Upon arriving at PMH, we had all the usual checks done and thankfully Xavier’s nasal gastric tube was taken out and after feeding well for the first time, we were discharged home the next afternoon. Ironically this day, the day we arrived home was the same day I was originally booked in for a caesarian to have Xavier. This was the start of our new life together as a family of four, and was also the first day Xavier didn’t have any monitors or tubes in and we got to hold and cuddle him just like any other normal baby.

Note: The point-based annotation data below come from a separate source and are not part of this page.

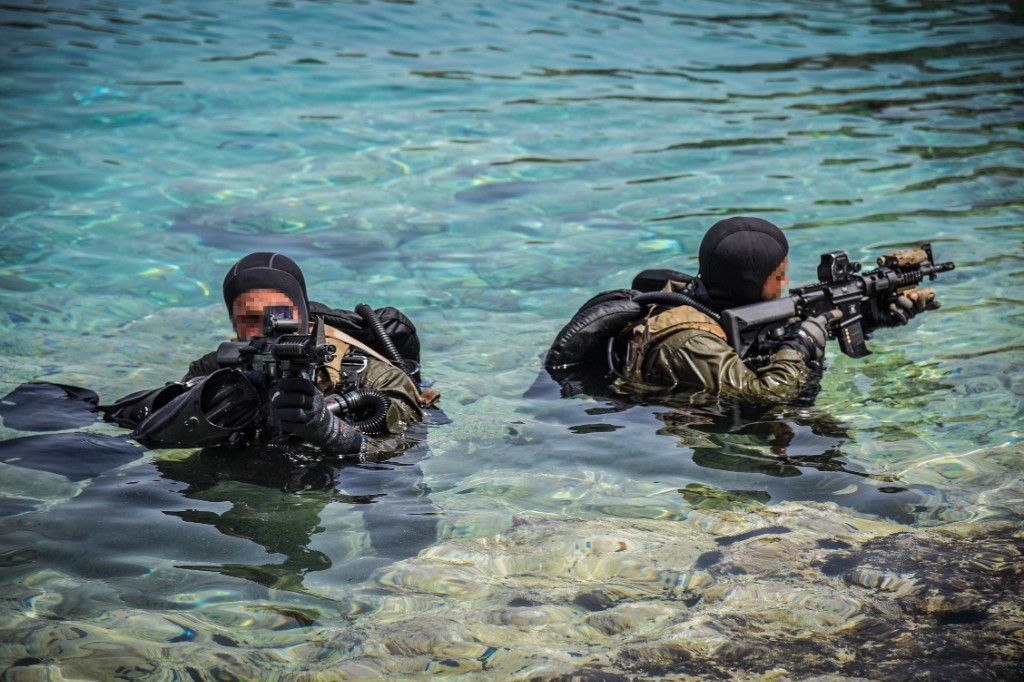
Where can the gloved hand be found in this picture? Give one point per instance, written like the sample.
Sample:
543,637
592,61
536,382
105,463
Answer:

For me, as well as dealing with the physical issues of recovering from the birth and shock, I found myself overwhelmed by some unexpected emotions during this journey. Feelings of being out of control and in a dream-like state consumed me often. Loneliness, anxiety and guilt were such powerful emotions I felt when we found out our baby had a problem after birth. I realise now all these hurt feelings are part of the accepting and healing process. We did ask ourselves, as anyone does faced with such unexpected challenges – why were we the ones chosen to go through this heartache? We had a rough first 2 years of our first son’s life with feeding issues from a late detected tongue tie, severe reflux, UTIs, a broken wrist on Christmas eve, several food allergies, asthma, dermatitis and constant sleepless nights – but boy has that now been put into perspective. We are just so grateful to now have two loving healthy boys.
I still grieve for all those magical first moments I felt like I missed out on, like not being able to hold Xavier once he was born, not attempting that first breastfeed in the hours after he was born, and not having Blake meet his baby brother for the first time as anticipated in our room and exchanging “welcome gifts”. I also reflect on being lonely in the hospital room no longer being pregnant and without my baby, listening to all the other babies crying around me; the agonising wait to hold Xavier; Blake crying to see his baby brother again and feeling helpless that he’s missed out on all the initial excitement we should have had as a family; receiving sorrow messages instead of happy congratulatory messages; being overwhelmed with shock and sadness instead of joy and excitement; and ultimately knowing my son was in pain and constantly worrying whether he would survive. I know I’m not alone when I say these things, so many other mothers have experienced this pain brought by having a premature sick baby.
Xavier’s condition is a real paradox. Without the surgery, he would have died. However, once the surgery is done – the heart is fixed, and he should live a normal life. We are so thankful for this and will forever be grateful to all those involved who saved his life.